The downturn announced Tuesday was less pronounced than the modest dip analysts anticipated as Walt Disney Co. digested higher programming costs at its ESPN television network and dealt with a less appealing line-up of home video releases in its movie studio. Higher expenses for distributing box-office hits such as "Lincoln" and "''Wreck-It-Ralph" also created a drag during the holiday-season quarter.
The Burbank, Calif. company offset some of those problems with an advertising upturn at its ABC network, higher spending at its theme parks and a reversal of an operating loss in its video games division.
It was good enough to set the stage for Disney's stock to hit a new high in Wednesday's trading. The shares gained $1.48, or 2.7 percent, to $55.77 in Tuesday's extended trading after the release of the financial results. If the stock reaches that level Wednesday, it will top its previous peak of $54.87, which the shares touched just last week.
When Disney does well, it tends to lift spirits throughout the stock market. That's because Disney is one of the 30 companies that comprise the influential Dow Jones industrial average and also is part of the Standard & Poor's 500 index that serves as a basis for many investment funds. Both the Dow Jones and S&P indexes are nearing their all-time highs reached in 2007.
Although he didn't make a concrete forecast, Disney CEO Robert Iger painted a bright picture for analysts during Tuesday conference call.
"We're confident about the year ahead, as well as our ability to create continued long-term growth," Iger said.
Most analysts have been optimistic about Disney's prospects for several reasons.
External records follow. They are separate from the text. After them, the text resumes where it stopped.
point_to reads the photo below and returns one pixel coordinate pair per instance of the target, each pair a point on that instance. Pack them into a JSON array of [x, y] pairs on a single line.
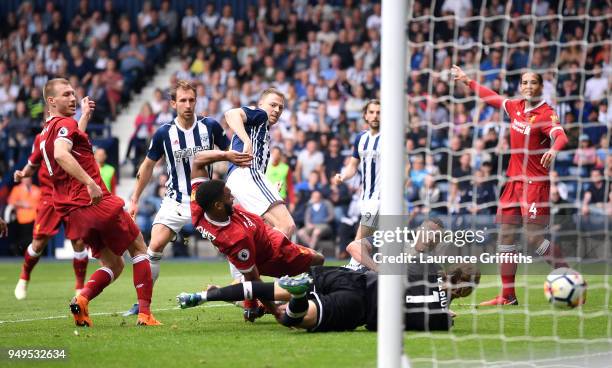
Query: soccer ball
[[565, 287]]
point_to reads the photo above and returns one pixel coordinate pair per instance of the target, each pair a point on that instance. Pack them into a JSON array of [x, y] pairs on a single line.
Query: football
[[565, 287]]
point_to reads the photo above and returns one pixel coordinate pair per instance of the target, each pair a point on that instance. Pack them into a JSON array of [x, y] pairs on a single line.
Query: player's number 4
[[44, 153], [533, 210]]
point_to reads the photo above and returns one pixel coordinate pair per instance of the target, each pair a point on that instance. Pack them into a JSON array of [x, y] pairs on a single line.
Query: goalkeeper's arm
[[489, 96]]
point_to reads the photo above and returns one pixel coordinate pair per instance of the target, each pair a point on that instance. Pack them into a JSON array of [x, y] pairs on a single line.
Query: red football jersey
[[44, 180], [68, 192], [531, 134], [243, 238]]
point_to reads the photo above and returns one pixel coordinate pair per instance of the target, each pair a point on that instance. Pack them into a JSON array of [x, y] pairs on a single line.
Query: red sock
[[507, 271], [143, 282], [30, 259], [554, 256], [97, 282], [80, 270]]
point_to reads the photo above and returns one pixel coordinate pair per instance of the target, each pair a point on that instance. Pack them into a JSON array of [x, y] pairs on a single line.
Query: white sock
[[81, 255], [32, 253], [154, 259], [543, 248], [203, 295]]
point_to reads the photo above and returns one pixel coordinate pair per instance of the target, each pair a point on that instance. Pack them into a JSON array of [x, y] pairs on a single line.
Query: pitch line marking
[[106, 314]]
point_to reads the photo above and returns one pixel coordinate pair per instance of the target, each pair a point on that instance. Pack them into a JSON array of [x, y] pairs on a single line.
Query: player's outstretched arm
[[360, 250], [489, 96], [87, 108], [65, 159], [205, 158], [3, 228], [145, 171], [349, 171], [26, 172], [559, 141], [236, 118]]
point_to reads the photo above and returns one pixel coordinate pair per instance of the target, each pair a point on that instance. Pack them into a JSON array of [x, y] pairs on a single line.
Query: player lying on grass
[[252, 246], [361, 249], [339, 299]]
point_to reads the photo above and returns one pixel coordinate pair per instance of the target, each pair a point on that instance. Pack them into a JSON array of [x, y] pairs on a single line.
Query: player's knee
[[116, 265], [288, 228], [535, 240], [78, 245], [507, 238], [138, 246], [287, 321], [318, 259], [38, 245], [353, 247]]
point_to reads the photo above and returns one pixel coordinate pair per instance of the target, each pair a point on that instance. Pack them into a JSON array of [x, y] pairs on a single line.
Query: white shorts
[[253, 190], [369, 212], [173, 214]]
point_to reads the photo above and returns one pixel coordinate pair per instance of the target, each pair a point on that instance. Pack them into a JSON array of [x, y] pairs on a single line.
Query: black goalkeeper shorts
[[339, 295]]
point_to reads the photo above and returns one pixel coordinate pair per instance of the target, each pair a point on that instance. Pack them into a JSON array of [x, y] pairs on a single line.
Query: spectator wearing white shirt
[[210, 17], [596, 87], [309, 160], [190, 24], [374, 20]]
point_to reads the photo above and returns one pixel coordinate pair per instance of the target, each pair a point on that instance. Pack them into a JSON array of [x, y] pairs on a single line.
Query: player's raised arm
[[351, 169], [87, 108], [65, 159], [3, 228], [489, 96], [204, 158], [236, 118]]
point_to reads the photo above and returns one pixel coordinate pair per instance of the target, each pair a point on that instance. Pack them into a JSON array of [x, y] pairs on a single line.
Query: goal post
[[393, 112]]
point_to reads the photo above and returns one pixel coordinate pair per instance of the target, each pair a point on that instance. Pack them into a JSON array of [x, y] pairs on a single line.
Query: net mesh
[[457, 145]]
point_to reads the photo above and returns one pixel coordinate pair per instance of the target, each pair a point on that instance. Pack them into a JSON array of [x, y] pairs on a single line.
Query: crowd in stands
[[325, 57], [105, 55]]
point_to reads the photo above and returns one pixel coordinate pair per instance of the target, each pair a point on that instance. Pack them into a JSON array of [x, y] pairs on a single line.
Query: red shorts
[[105, 225], [288, 258], [524, 202], [47, 221]]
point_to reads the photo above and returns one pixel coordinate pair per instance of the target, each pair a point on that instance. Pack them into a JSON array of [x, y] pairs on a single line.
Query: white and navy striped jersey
[[257, 128], [180, 146], [367, 150]]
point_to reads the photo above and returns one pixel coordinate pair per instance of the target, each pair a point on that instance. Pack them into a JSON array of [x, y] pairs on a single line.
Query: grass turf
[[216, 336]]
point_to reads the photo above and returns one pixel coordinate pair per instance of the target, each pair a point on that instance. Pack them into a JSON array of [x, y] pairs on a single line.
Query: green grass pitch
[[217, 336]]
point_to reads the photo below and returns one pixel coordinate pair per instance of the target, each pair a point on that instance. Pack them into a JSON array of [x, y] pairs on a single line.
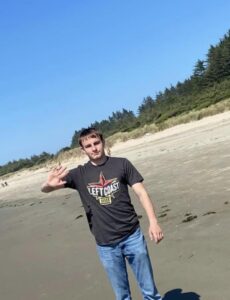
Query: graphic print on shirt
[[103, 190]]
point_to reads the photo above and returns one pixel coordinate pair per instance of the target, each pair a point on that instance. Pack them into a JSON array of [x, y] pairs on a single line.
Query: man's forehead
[[90, 136]]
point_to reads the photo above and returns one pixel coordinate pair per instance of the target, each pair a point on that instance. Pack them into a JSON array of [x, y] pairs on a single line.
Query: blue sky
[[66, 64]]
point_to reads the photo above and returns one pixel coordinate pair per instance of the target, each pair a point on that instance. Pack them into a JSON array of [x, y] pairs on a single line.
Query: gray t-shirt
[[103, 190]]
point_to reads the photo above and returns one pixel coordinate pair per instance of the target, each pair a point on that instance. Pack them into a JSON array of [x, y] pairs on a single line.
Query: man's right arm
[[55, 180]]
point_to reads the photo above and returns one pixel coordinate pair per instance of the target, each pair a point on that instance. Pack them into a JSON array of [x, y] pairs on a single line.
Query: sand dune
[[47, 252]]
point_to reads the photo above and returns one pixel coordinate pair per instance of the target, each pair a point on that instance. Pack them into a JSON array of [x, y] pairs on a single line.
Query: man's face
[[93, 147]]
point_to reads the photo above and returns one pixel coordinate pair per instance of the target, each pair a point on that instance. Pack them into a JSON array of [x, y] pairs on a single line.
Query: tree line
[[208, 84]]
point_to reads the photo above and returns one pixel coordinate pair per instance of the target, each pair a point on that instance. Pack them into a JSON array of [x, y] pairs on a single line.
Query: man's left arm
[[155, 232]]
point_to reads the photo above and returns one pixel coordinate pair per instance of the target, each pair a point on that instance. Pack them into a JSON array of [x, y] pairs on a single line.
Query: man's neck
[[100, 161]]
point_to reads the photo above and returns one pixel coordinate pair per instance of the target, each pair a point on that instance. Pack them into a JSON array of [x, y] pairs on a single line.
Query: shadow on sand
[[177, 294]]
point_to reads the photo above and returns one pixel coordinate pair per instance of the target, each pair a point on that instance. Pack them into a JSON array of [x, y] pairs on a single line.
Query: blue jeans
[[134, 250]]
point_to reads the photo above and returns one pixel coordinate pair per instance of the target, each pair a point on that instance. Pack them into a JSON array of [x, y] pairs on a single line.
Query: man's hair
[[90, 132]]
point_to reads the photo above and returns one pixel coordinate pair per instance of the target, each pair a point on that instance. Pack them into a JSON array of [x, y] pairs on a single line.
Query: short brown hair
[[90, 132]]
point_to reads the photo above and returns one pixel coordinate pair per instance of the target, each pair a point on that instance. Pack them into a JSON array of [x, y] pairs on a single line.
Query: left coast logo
[[103, 190]]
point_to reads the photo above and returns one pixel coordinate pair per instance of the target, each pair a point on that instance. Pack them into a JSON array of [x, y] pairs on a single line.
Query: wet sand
[[47, 251]]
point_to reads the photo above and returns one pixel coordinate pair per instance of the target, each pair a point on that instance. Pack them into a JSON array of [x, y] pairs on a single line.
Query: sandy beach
[[48, 253]]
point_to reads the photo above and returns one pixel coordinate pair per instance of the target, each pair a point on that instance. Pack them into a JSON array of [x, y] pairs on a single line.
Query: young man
[[103, 187]]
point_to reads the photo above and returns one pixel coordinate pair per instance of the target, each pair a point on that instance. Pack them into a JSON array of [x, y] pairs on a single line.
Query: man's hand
[[55, 179], [155, 232]]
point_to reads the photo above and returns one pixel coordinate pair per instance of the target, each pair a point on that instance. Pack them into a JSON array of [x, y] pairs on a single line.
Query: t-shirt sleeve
[[131, 173], [71, 179]]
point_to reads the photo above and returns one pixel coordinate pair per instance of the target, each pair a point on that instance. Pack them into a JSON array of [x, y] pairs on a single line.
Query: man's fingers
[[64, 173]]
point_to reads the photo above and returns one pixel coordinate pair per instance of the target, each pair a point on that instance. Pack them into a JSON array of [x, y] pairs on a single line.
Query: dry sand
[[47, 251]]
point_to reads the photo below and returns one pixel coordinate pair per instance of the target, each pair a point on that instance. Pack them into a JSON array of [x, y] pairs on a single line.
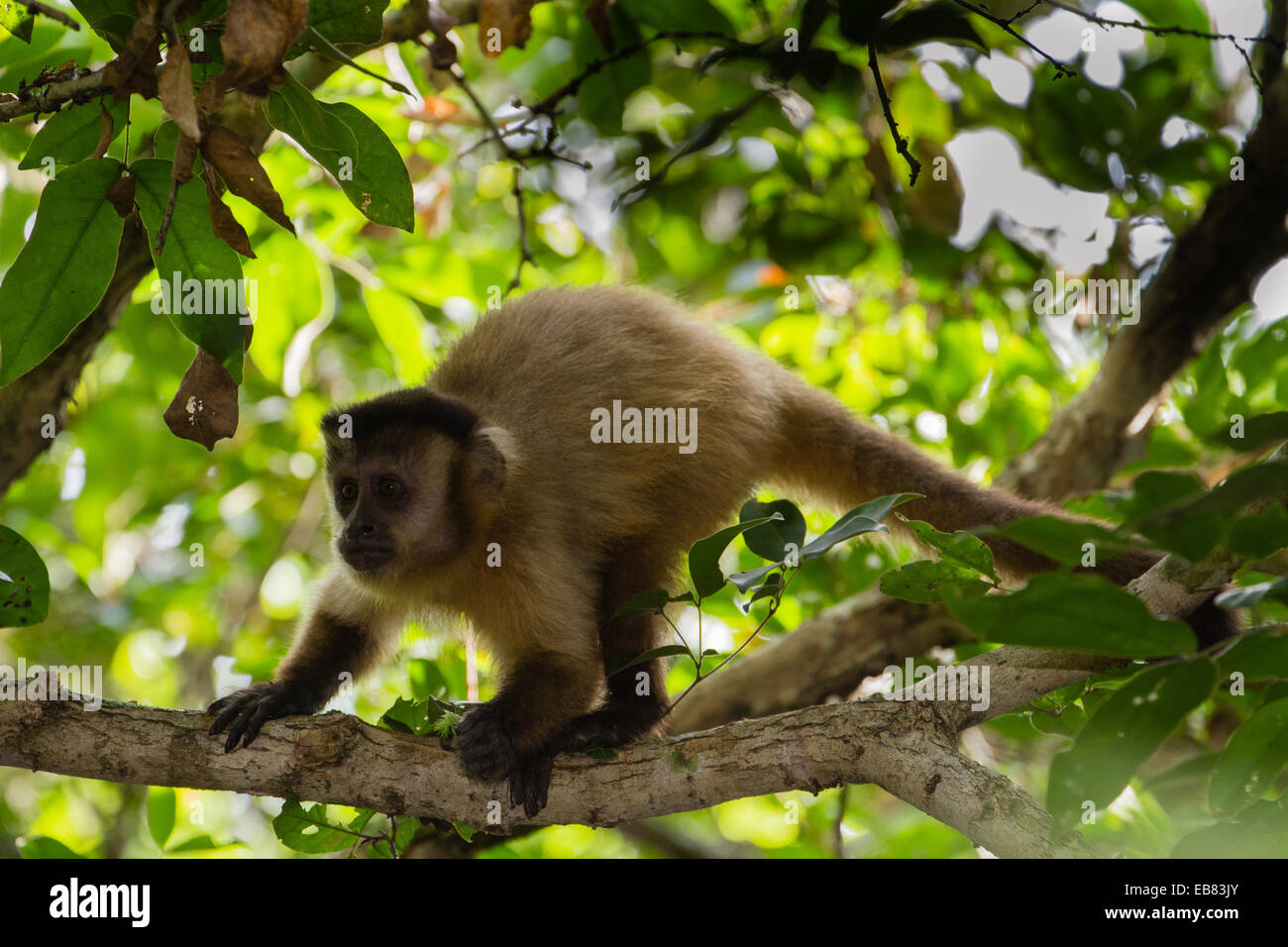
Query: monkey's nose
[[361, 531]]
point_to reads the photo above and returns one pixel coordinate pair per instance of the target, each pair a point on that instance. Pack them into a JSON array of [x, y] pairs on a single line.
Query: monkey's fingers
[[483, 746], [228, 709], [529, 783]]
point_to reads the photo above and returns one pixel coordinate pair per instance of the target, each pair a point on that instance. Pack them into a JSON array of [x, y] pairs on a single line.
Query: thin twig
[[516, 189], [901, 144], [1060, 68], [524, 247], [1270, 39], [165, 218]]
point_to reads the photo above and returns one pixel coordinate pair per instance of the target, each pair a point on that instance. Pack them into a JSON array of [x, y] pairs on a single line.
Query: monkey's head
[[412, 475]]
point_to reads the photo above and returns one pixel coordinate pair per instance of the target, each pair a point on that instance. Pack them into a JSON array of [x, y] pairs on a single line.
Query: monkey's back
[[541, 365]]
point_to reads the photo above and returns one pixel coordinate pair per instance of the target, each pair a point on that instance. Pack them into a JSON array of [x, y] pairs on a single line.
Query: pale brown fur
[[583, 526]]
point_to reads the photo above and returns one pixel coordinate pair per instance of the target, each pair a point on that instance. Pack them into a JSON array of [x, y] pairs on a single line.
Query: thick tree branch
[[1207, 274], [339, 759], [825, 656]]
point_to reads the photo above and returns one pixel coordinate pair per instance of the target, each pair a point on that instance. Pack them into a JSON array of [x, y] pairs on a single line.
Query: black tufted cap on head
[[398, 411]]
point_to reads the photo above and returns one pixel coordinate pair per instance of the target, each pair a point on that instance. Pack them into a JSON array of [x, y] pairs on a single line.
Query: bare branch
[[1207, 274], [339, 759], [901, 144]]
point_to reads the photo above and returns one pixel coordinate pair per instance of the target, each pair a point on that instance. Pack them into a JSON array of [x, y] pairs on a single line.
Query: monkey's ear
[[488, 458]]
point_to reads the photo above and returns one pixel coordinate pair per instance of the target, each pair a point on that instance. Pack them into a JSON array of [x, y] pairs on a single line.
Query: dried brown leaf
[[237, 165], [175, 89], [502, 24], [133, 71], [257, 38], [205, 406], [104, 136], [184, 157], [439, 20], [223, 222]]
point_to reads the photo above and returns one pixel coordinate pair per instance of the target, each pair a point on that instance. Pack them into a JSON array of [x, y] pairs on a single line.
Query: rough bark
[[1209, 273], [827, 655], [339, 759]]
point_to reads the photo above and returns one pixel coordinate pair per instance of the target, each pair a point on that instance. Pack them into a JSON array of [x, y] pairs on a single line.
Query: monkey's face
[[393, 510]]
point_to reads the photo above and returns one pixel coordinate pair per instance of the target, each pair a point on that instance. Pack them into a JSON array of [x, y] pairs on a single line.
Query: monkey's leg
[[340, 637], [636, 694], [510, 736]]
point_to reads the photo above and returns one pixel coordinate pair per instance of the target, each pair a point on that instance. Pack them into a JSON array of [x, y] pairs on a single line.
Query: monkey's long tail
[[824, 450]]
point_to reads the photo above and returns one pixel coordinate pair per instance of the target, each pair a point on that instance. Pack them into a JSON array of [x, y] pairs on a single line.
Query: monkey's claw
[[244, 712], [529, 783], [483, 745]]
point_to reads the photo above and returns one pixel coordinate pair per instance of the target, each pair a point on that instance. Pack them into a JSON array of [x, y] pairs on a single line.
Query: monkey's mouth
[[368, 558]]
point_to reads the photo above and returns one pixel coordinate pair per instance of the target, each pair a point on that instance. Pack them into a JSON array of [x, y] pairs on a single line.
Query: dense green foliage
[[161, 557]]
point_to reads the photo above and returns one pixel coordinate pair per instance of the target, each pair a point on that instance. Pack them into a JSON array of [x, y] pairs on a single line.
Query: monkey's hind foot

Cable and TV satellite providers are expected to pay Disney higher fees to carry its channels on their systems. Disney also is opening new theme parks and adding more attractions such as "Cars Land," which helped bring in more crowds and boost spending at its southern California resort during the latest quarter.
On the movie studio side, Disney plans to release several potential crowd pleasers later this year, including a prequel to "The Wizard of Oz," a sequel to the 2001 animation hit "Monsters Inc." and a new take on "The Lone Ranger" starring Johnny Depp. Meanwhile, sequels are already in the planning stages for three of the most successful film franchises in Hollywood history: "Pirates of the Caribbean," ''The Avengers" and "Star Wars." Disney just picked up the rights to the latter franchise in late December when the company completed its $4.06 billion acquisition of Lucasfilm Ltd.
The next installment in the "Star Wars" saga, due out in the summer of 2015, will be directed by acclaimed science-fiction film maker J.J. Abrams. In Tuesday's conference call, Iger also confirmed Lucasfilm will make at least two other films outside the "Star Wars" saga. The first two peripheral projects are being overseen by Lawrence Kasdan, who wrote "The Empire Strikes Back" and "Return of the Jedi," and Simon Kinberg, whose credits include writing "X-Men: The Last Stand."
Looking even further ahead, Disney has lined itself for a big payday from Netflix Inc. by licensing its latest theatrical releases to the Internet video subscription service beginning in 2016. That deal was reached in early December.
Disney earned $1.38 billion, or 77 cents per share, during its fiscal first quarter, a three-month stretch that ended Dec. 29. That compared with net income of $1.46 billion, or 80 cents per share, in the same period in 2011.
Excluding certain charges and one-time gains, Disney said it would have earned 79 cents per share. On that basis, the results exceeded the average estimate of 76 cents per share among analysts surveyed by FactSet.
Revenue climbed 5 percent from the previous year to $11.3 billion — about $130 million above analyst predictions.